日経平均の連騰記録が途切れたらどうなるか

過去の「上昇ストップ後」の相場を調べてみた

もし日経平均の上昇記録が途絶えたら、その後はどうなる?(写真:まちゃー/PIXTA)

日経平均株価が上がり続けている。前回の記事(10月11日)では「日本株の上積みは限定的」と見立てていたが想定以上だった。過去最長の14連騰超えに成功、10月24日でついに16連騰となった。そこで、過去の連騰後の動きを比較したうえで、テクニカル面から今後の見通しを探ってみた。

12連騰以上はこれで7回目、連騰終了後も上昇する?

テクニカル指標のひとつに、12日間の騰落日数から相場の強弱感を推し量るサイコロジカルラインがある。上昇したら「勝ち」、下落なら「負け」。通常、「9勝3敗」は買われすぎ、3勝9敗は売られすぎとみなす。なお、当日終値が前日比変わらずの場合、「引き分け」か「勝ち」でカウントする。

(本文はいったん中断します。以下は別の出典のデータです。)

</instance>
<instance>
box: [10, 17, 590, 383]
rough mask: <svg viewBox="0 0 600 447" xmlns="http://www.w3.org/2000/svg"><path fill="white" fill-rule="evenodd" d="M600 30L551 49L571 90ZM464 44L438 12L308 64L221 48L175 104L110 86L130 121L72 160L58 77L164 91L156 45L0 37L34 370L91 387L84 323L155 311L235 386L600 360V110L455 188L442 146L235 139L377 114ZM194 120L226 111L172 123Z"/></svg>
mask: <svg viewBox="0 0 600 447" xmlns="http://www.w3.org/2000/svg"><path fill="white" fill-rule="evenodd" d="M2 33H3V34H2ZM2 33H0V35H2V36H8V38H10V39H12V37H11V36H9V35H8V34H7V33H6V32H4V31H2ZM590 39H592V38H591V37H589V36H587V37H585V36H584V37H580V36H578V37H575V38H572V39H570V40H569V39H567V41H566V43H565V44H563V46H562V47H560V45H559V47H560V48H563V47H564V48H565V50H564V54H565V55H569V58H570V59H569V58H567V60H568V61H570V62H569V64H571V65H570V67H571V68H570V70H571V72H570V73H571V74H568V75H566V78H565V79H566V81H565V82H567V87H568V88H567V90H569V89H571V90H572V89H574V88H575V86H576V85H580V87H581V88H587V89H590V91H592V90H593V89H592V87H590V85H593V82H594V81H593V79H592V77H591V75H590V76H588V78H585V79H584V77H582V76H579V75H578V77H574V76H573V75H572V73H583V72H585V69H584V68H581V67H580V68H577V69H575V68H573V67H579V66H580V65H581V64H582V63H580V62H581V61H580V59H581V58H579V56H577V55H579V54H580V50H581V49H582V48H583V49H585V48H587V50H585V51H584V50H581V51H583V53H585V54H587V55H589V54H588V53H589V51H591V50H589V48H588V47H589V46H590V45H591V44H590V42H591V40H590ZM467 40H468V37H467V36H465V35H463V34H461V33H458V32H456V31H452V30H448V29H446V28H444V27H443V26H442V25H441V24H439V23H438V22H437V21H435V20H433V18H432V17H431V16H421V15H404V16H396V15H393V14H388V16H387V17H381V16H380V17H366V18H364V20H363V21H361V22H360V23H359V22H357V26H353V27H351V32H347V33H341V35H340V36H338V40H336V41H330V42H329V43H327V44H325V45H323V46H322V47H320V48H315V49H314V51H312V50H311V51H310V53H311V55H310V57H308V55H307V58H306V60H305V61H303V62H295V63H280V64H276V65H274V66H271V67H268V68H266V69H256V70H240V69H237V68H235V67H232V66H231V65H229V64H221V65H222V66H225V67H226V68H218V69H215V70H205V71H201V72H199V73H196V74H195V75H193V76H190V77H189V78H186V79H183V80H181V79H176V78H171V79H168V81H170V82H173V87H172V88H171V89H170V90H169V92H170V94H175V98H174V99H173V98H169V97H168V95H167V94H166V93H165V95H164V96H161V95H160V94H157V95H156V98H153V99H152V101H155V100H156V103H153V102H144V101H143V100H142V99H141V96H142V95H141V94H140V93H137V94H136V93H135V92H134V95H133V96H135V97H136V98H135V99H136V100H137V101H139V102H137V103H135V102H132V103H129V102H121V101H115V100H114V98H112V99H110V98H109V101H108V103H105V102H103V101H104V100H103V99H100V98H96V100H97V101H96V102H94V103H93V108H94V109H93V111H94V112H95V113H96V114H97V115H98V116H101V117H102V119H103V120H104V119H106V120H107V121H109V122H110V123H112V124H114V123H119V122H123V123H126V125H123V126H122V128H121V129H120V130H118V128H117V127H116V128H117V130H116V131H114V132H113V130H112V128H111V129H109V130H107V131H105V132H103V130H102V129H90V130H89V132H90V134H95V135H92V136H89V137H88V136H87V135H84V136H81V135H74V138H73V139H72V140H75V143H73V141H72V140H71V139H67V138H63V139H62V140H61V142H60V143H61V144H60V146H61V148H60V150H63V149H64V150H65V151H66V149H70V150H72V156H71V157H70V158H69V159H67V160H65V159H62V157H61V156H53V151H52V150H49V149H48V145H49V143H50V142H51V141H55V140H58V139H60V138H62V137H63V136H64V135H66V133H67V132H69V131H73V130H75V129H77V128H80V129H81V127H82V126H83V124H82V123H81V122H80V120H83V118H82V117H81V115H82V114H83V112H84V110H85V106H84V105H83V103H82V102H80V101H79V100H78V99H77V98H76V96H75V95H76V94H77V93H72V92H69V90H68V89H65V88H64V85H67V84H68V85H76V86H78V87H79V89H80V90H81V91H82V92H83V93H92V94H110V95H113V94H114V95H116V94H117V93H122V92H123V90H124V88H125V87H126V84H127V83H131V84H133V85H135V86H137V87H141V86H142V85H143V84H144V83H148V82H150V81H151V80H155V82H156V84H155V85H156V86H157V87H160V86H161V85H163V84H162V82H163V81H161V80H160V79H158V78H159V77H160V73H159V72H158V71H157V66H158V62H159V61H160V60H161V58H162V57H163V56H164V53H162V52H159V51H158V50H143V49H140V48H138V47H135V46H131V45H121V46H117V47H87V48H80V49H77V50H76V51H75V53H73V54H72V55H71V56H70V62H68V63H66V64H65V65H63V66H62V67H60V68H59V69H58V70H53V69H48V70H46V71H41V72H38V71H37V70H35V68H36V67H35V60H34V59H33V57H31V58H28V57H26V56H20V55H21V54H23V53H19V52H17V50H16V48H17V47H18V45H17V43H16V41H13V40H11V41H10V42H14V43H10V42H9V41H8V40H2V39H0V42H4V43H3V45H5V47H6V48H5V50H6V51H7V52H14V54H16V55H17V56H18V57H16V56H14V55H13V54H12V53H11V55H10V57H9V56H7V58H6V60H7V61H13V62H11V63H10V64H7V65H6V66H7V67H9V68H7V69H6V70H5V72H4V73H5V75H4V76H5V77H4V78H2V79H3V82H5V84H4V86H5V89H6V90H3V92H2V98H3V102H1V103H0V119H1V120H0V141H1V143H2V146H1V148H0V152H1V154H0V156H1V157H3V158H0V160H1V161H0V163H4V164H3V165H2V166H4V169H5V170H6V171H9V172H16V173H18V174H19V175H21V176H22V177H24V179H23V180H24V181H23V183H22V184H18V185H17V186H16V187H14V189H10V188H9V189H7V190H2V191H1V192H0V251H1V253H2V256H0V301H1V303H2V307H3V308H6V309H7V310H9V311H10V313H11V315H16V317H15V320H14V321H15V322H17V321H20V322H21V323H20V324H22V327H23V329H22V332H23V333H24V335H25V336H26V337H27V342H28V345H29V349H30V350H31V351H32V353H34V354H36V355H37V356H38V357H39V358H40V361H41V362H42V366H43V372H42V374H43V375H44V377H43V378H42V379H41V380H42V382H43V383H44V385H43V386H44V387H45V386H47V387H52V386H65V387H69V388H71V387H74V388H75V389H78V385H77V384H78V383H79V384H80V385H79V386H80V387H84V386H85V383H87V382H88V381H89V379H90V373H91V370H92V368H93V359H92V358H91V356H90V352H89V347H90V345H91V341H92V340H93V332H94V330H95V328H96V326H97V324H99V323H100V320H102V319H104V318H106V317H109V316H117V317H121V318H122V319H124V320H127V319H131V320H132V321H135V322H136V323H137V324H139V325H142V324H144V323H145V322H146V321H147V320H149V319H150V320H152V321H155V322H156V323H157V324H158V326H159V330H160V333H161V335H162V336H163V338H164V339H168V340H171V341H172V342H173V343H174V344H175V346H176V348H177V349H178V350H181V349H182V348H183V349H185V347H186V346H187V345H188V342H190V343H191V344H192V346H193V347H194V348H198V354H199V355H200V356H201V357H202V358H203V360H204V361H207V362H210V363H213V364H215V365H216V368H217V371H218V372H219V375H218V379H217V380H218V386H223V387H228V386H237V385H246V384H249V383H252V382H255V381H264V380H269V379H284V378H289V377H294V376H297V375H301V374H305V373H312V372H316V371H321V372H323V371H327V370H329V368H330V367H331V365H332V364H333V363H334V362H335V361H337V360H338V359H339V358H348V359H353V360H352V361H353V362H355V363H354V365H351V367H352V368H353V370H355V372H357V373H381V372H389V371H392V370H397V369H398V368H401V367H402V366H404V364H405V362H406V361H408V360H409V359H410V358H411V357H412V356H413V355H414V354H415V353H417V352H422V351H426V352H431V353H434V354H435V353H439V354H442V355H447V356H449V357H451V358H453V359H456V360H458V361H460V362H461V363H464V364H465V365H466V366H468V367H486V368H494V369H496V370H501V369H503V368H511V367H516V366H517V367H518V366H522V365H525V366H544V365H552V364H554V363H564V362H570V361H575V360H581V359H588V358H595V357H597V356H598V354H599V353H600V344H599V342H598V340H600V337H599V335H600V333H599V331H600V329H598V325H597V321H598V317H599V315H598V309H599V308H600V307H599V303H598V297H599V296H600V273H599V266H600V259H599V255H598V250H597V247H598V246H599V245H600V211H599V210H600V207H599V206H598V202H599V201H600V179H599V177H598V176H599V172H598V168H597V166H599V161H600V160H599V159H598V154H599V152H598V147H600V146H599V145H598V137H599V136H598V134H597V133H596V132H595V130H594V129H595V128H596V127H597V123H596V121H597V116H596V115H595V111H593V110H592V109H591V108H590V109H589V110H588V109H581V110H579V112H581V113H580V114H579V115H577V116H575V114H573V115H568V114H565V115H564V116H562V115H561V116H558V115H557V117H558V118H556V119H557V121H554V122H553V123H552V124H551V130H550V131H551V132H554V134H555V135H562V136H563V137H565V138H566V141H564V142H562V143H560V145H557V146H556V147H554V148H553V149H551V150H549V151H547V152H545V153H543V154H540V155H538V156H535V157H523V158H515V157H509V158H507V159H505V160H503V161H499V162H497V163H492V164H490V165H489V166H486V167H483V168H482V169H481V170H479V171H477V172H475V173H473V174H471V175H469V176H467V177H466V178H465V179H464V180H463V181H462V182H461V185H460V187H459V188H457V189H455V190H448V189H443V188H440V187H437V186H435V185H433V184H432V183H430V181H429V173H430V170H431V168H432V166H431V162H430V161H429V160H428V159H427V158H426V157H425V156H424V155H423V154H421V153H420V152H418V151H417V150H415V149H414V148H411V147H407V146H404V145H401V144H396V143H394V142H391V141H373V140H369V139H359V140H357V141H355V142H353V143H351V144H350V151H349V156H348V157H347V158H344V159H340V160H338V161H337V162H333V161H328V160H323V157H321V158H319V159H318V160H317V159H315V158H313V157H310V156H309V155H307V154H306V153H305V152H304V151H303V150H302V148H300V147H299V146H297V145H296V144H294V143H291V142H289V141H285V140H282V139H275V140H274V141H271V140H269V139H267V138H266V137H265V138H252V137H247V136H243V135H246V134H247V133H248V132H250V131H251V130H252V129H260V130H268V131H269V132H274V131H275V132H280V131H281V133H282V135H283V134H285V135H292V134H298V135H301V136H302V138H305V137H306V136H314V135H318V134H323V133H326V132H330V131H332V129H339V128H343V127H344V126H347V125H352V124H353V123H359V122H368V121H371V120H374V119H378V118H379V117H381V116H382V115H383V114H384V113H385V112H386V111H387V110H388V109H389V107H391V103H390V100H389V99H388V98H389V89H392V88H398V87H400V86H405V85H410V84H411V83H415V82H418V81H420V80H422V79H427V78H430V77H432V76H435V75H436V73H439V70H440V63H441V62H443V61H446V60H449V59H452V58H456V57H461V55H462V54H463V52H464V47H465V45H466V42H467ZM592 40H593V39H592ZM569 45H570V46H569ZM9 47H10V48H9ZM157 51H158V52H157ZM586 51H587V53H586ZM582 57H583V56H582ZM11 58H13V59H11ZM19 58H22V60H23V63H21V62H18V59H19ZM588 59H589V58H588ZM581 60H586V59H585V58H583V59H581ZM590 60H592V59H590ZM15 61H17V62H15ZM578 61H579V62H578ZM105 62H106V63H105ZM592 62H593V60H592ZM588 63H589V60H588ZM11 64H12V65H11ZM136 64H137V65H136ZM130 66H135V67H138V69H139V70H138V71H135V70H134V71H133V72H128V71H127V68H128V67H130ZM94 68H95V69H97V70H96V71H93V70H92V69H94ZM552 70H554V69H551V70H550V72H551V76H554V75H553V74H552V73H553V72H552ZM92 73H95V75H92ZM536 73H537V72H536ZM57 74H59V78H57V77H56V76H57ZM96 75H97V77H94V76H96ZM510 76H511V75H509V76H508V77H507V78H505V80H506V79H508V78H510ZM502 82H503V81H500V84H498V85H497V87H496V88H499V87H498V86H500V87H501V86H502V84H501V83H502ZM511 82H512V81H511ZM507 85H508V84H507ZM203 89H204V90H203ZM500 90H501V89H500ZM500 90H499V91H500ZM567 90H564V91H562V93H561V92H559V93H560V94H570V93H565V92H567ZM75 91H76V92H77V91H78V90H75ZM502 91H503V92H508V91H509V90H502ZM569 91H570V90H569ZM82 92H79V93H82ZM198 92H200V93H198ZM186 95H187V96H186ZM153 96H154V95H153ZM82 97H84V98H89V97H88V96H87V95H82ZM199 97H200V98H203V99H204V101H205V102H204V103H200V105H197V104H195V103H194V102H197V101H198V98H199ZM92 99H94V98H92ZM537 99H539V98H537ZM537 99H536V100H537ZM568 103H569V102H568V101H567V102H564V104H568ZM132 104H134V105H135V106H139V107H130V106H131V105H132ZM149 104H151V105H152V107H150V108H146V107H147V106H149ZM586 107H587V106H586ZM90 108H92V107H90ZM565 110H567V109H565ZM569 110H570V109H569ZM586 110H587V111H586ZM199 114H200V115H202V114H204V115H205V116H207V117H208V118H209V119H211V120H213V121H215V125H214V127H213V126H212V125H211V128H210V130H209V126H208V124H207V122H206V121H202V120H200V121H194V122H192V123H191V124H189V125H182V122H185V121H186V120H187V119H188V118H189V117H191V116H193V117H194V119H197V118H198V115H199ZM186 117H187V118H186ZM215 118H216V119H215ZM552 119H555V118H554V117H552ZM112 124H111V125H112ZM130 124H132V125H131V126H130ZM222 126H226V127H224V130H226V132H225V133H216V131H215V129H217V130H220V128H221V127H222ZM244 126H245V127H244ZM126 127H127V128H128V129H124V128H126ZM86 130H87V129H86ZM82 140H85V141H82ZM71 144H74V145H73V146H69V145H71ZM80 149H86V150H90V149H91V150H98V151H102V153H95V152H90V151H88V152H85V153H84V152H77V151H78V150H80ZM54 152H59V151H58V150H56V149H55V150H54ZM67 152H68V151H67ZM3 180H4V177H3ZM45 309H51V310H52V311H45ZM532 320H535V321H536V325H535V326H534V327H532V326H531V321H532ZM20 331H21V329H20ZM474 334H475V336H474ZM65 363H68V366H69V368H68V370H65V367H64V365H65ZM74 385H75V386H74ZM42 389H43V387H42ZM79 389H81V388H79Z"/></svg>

このサイコロジカルライン(通称サイコロ)を見ると、1949年5月(東証再開)以降の68年間を振り返っても、「12連騰以上」は今回も含め、7回のみにとどまる。12勝0敗は、理論上から買われすぎの異常値であるものの、過去の連騰後の動きをみるとその後も高止まりをみせている。1952年や1953年(いわゆる朝鮮特需)の12連騰後なども、しばらく高値圏でのモミ合いが続いた。

今回の最長記録については、好調な企業業績に加え、衆院選の与党圧勝を受け現行政策が継続されるという安心感から海外勢が買っているもようだ。10月の売買代金も1日当たり2.45兆円(10月24日時点)と比較的堅調だ。なお、16連騰の出現確率は6万5536分の1。年間立会日数(245日)で割ると、おおよそ267年に1回の歴史的事象となる。